Ксанф, не скрывая своего раздражения, поведал Леотихиду о своей ссоре с Дафной. В то время как Дафна позировала Ксанфу, между ними произошел разговор о законах Ликурга. Тегеец вздумал критиковать некоторые из Ликурговых законов, а именно уничтожение болезненных младенцев, истязания юношей на алтаре Артемиды Орфии для воспитания в них привычки молча терпеть боль и безжалостные убийства несчастных илотов юными спартанцами, коих таким способом приучали к жестокости. Дафна вступила в спор с живописцем, который быстро перерос в размолвку. В результате Дафна ушла, отказавшись позировать Ксанфу, который все никак не мог закончить свою «Скорбящую Деметру».
— Дафна вела себя очень грубо! — жаловался Ксанф Леотихиду. — Она оскорбляла меня, называя ничтожеством и негодяем. Каково, а?.. Я не последний из живописцев в Элладе. У себя на родине я пользуюсь почетом и уважением. Наконец, я гораздо старше Дафны. Простить ей такую грубость я не могу.
— Зря ты начал при Дафне критиковать наши законы, друг мой, — сказал Леотихид. — Ты можешь это делать при мне или при моей жене, но только не при Дафне! Ксанф, неужели у тебя не нашлось иной темы для беседы? Неужели, общаясь с Дафной больше четырех месяцев, ты так и не понял, что она за человек?
— Сам не пойму, как это получилось, — пожал плечами расстроенный Ксанф. — Я никак не думал, что мое недовольство законами Ликурга Дафна примет так близко к сердцу.
— Не печалься, друг мой! — Леотихид покровительственно обнял тегейца за плечи. — Я помирю тебя с Дафной.
Во второй половине дня празднество в честь Диоскуров, как обычно, продолжалось уже в узком домашнем кругу. Повсюду в домах шумели пиршества. Над узкими улицами Спарты, над черепичными крышами поднимались к небесам сизые шлейфы дымов из домашних очагов, пропитанные запахом жареного мяса. Тут и там из окон и внутренних двориков доносились громкие мужские голоса, женский смех, песни под переливы флейт и звучание кифар.

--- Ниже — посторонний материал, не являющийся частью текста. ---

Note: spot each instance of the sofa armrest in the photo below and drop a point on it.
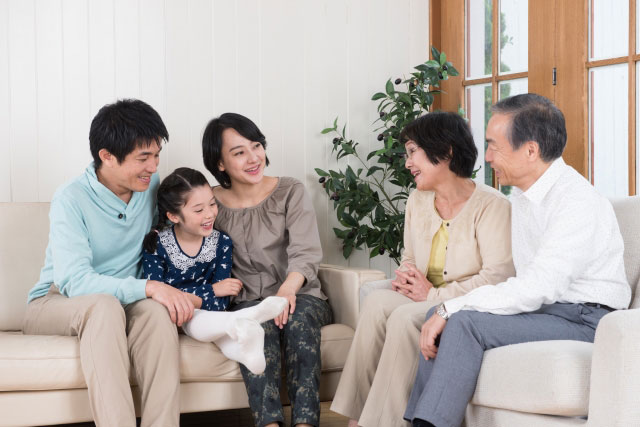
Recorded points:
(615, 371)
(342, 286)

Особенно пышное застолье было в доме Леотихида, куда пожаловали многие из старейшин и все пятеро эфоров, не считая родни Леотихида и друзей его отца. Среди пирующих находился и Ксанф.
Леотихид недолго радовал гостей своим присутствием. Незаметно удалившись из пиршественного зала, Леотихид самой короткой дорогой поспешил к дому Леонида. Леотихид знал, что там тоже идет пиршество, на котором среди гостей Горго непременно должна быть и Дафна. Леотихид рассчитывал примирить Дафну с Ксанфом, используя момент всеобщего веселья, смягчающего души и сердца. В этом деле Леотихид также надеялся на помощь Горго, которая обожала живопись и была высокого мнения о Ксанфе как о художнике.

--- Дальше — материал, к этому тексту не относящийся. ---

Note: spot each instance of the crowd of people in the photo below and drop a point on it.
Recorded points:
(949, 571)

Служанка, открывшая дверь Леотихиду, слегка смутилась, увидев перед собой царя. Рабыня была явно навеселе.
Леотихид игриво похлопал служанку по румяной щеке и велел ей вызвать к нему Дафну.

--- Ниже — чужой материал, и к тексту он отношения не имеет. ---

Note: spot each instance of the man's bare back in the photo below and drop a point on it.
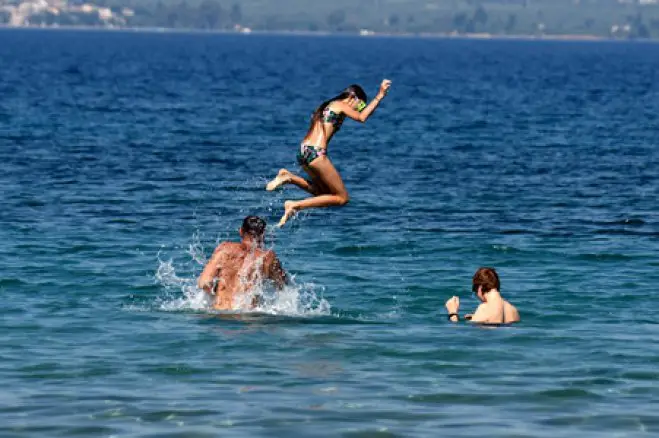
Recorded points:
(236, 268)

— Я знаю, она здесь, — сказал Леотихид, мягко коснувшись обнаженной руки молодой рабыни. — Скажи Дафне, что ее ожидает вестник богов.
При последних словах Леотихид чуть понизил голос и пронзил рабыню интригующим взглядом, в котором, впрочем, промелькнули веселые искорки.
Из всех рабынь царицы Горго служанка, открывшая дверь Леотихиду, имела поистине неотразимые по красоте черты лица и совершенный стан. Рабыню звали Феро. Она часто сопровождала Горго в прогулках по улицам Спарты, поэтому Леотихид много раз видел ее. Встреча с Феро на пороге дома Леонида показалась Леотихиду добрым знаком, ибо все красивое в понимании древних греков служило и сопутствовало добру и удаче.